I would conclude that a coin toss does not provide any
evidence for multiple worlds or a split. The only
evidence we have from this data is that the outcome of
the toss is uncertain. There is no evidence there for
any split of anything.
It is not evidence FOR a split but is it evidence AGAINST a
split?
It is evidence that the assumption of a split is not
necessary in order to understand everyday happenings. So, by
the application of Occam's Razor, no split happens.
So you agree that we would still observe the probabilities we do
if we lived in a deterministic world in whaich all possibilities
are realised?
No, because not all possibilities happen in this world. If all
possibilities were realized in this world, then there would be no
uncertainty, no probabilities. Possibility and actuality would be
the same thing. All the horses would win the Melbourne cup; and we
don't live in such a world.
Obviously, not all possibilities happen in this world, but they might
happen in parallel worlds that don't interact with each other. The
argument is that probabilities emerge from this, since you don't know
which world you will find yourself in. You bet on the favourite in the
race because you think you are more likely to end up in a world in
which the favourite wins.
In other words, probabilities can make perfect sense in a single
deterministic world. This was understood a long time ago with the
development of statistical mechanics. The idea that "all possibilities
happen in parallel worlds" does not actually make a lot of sense. There
is no current physical theory that implies this (without the addition of
a lot of unevidenced assumptions). So probabilities do not emerge from
this, they come from quite simple assumptions of randomness and ignorance.

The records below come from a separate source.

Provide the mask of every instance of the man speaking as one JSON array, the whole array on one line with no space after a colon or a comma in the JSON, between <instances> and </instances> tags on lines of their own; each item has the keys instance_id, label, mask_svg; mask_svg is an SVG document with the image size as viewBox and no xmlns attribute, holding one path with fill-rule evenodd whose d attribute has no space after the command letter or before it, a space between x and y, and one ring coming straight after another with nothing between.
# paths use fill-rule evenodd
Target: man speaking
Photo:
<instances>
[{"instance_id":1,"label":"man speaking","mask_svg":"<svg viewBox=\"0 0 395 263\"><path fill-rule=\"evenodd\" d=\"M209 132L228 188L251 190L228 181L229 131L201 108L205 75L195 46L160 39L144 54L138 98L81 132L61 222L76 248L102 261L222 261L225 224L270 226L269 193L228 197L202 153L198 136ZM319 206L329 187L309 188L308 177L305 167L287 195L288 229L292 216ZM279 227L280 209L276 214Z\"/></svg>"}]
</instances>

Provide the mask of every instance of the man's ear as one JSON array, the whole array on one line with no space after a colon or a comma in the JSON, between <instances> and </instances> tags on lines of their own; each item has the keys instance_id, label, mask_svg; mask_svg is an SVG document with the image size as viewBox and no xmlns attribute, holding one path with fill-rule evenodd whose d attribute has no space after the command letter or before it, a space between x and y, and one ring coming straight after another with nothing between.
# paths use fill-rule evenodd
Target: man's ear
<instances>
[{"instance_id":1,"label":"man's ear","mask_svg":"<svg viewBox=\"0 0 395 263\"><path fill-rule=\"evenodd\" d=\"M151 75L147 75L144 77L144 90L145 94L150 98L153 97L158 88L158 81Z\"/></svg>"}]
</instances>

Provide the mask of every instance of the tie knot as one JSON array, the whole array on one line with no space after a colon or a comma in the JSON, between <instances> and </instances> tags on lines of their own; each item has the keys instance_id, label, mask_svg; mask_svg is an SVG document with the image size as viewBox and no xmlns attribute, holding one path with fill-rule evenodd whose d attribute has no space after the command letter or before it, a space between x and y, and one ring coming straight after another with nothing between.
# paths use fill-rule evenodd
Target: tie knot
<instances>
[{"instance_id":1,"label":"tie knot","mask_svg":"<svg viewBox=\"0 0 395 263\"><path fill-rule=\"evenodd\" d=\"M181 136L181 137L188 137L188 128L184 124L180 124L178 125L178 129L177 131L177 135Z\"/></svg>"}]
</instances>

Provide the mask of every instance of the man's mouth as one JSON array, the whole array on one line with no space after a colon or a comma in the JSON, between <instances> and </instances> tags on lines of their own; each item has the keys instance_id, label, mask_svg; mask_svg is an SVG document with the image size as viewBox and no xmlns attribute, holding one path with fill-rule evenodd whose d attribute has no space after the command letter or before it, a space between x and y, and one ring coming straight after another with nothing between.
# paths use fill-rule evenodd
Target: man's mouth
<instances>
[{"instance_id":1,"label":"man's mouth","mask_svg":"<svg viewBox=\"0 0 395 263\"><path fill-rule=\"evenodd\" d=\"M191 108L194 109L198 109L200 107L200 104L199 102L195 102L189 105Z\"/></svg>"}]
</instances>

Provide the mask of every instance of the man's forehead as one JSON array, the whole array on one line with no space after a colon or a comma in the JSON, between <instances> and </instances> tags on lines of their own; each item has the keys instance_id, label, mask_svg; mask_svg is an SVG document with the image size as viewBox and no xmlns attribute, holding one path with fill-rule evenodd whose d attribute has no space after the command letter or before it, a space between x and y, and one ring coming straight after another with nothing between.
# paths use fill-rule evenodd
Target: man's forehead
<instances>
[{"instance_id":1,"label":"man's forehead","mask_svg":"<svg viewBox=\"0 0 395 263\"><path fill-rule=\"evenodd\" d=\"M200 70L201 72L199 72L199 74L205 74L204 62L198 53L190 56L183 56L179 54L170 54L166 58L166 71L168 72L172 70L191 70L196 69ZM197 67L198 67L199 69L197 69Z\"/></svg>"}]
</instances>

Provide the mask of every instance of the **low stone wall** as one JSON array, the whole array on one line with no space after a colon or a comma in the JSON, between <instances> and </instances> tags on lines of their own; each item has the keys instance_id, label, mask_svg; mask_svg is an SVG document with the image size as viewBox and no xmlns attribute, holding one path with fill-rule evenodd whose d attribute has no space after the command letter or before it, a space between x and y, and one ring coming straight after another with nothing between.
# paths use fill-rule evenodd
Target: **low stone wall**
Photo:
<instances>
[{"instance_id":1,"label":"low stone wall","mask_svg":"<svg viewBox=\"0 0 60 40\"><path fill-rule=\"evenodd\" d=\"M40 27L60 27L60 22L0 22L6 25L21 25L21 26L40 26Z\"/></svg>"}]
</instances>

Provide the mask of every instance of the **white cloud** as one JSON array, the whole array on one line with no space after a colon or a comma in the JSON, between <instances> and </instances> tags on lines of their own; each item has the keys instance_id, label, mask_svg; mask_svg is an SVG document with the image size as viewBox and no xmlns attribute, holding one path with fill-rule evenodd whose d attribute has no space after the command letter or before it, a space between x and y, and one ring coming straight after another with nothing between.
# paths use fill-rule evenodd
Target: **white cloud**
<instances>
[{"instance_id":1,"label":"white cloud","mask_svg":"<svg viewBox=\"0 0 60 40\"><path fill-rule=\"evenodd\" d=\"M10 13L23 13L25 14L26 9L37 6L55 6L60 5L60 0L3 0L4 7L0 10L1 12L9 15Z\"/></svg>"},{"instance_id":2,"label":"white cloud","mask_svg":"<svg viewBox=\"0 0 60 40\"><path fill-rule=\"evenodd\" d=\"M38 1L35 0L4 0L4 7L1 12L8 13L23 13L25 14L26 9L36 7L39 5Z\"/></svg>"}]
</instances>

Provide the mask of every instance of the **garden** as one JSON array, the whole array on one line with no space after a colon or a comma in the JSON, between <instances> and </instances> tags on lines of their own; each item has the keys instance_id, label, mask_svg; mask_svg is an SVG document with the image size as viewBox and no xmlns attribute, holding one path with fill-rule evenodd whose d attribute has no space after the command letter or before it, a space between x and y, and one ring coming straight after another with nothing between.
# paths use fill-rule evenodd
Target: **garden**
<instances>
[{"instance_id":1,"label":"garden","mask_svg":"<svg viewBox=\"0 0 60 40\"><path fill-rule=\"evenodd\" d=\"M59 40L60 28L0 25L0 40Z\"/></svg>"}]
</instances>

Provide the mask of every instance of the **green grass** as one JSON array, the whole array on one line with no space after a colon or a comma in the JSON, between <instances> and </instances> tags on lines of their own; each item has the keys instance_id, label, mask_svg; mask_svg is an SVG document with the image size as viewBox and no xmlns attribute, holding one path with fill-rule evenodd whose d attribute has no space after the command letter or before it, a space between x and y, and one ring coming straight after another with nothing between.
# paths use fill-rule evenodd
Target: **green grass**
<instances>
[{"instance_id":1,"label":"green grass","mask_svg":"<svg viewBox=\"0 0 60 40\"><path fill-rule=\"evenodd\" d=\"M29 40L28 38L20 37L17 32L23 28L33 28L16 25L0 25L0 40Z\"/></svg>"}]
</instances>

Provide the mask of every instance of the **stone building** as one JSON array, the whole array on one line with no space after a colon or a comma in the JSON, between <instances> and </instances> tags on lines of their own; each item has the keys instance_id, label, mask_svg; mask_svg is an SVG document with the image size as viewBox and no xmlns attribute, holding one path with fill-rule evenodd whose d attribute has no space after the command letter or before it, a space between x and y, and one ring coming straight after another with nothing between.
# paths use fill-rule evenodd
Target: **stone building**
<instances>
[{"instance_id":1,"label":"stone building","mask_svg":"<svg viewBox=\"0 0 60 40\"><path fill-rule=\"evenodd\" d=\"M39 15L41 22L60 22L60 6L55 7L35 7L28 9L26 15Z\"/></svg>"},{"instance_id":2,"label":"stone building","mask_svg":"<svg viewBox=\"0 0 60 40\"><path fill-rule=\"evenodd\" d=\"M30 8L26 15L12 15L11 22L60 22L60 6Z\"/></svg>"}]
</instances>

Probability in the MWI of quantum mechanics is problematic. Regardless
of claims to be able to derive the Born Rule in Everettian models, all
attempts fail because they are circular -- they need the Born rule in
order to have non-interacting worlds, so you cannot then use these
independent worlds to derive the Born rule. Gleason's theorem is no help
-- it suffers from all the same problems as the Deutsch-Wallace approach.